Через день пожаловала снова, на этот раз вместе с курицей и ветчиной прикатила новенький велосипед Forever. Позвала снаружи:

— Вэньчжи, ты в том году просила меня купить вам велосипед, я не забыла! Вот, возвращаю должок. Скорее открой, я его закачу.

Ли Вэньчжи открывать не стала, а вместо этого громко разрыдалась:

— Будь всё проклято! И ты, Бао Лицзюнь, будь ты проклята, решила за честь моей дочери велосипед предложить? Будь ты проклята! Да кто ж я буду тогда, если возьму твой велосипед? Скотина я буду, а не человек!

Бао Лицзюнь предусмотрела такой поворот, кажется, она пришла, хорошенько все продумав:

— Вэньчжи, ты уж не шуми, соседи услышат, нехорошо выйдет. Дай мне зайти, я всего на два слова и сразу уйду, договорились?

Этот приём подействовал, Ли Вэньчжи открыла дверь, дала гостье войти, а взятку оставила снаружи.

Бао Лицзюнь сразу бросился в глаза тот зонтик, он висел на стене, а Цзинь Хун сидела под ним, смотрела на неё невидящими ничего глазами. Гостья протянула руку погладить Цзинь Хун по голове, та увернулась, и Бао Лицзюнь тогда дотронулась до зонтика, сконфуженно пробормотала:

— Какой красивый.

Ли Вэньчжи вытолкала Цзинь Хун во внутреннюю комнату.
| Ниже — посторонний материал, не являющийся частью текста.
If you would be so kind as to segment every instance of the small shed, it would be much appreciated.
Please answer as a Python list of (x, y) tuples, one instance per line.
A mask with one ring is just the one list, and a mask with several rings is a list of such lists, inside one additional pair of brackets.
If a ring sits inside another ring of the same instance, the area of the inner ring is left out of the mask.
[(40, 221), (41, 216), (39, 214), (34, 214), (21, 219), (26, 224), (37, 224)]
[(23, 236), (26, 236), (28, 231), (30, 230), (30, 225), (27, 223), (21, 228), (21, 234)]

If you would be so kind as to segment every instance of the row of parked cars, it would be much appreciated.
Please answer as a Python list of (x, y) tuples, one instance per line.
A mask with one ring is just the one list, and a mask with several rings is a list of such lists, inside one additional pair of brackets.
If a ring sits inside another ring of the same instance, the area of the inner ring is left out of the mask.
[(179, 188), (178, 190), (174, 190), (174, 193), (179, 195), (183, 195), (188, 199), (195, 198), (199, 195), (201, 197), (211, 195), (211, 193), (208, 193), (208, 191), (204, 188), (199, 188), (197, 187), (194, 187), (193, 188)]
— Ну, говори свои два слова, — холодно взглянула она на Бао Лицзюнь, потом вдруг отвернулась. — Говори. А всё остальное на суде расскажешь.

Бао Линьцзюнь залилась краской:

— Да, я всего-то на пару слов…

Но эти слова, кажется, никак ей не давались, она вздохнула раз, потом еще, и, в конце концов, выдавила из себя:

— На самом деле, — сказала она, — на самом деле, Чунь Гэну у нас еще нет восемнадцати.

Ли Вэньчжи была не особо образованная, она не поняла, на что намекает Бао Лицзюнь, возмутилась:

— И ты это пришла сказать? За тем и пришла? Ну, нет ему восемнадцати, и что? Если он заслужил смерть, то умрет, заслужил казнь — так его казнят!

Хотя Бао Лицзюнь и подготовилась к гневу Ли Вэньчжи, но её очень задела такая непреклонность соседки:

— Умрет, казнят — это не от меня, и не от тебя зависит, это уж как скажет товарищ судья.

Потом вдруг приосанилась и необычно спокойным тоном сообщила Ли Вэньчжи:

— Шуми-не шуми, сын мой всё равно будет жив-здоров, а вот на Цзинь Хун теперь никто не женится. Вэньчжи, подумай хорошенько над моими словами.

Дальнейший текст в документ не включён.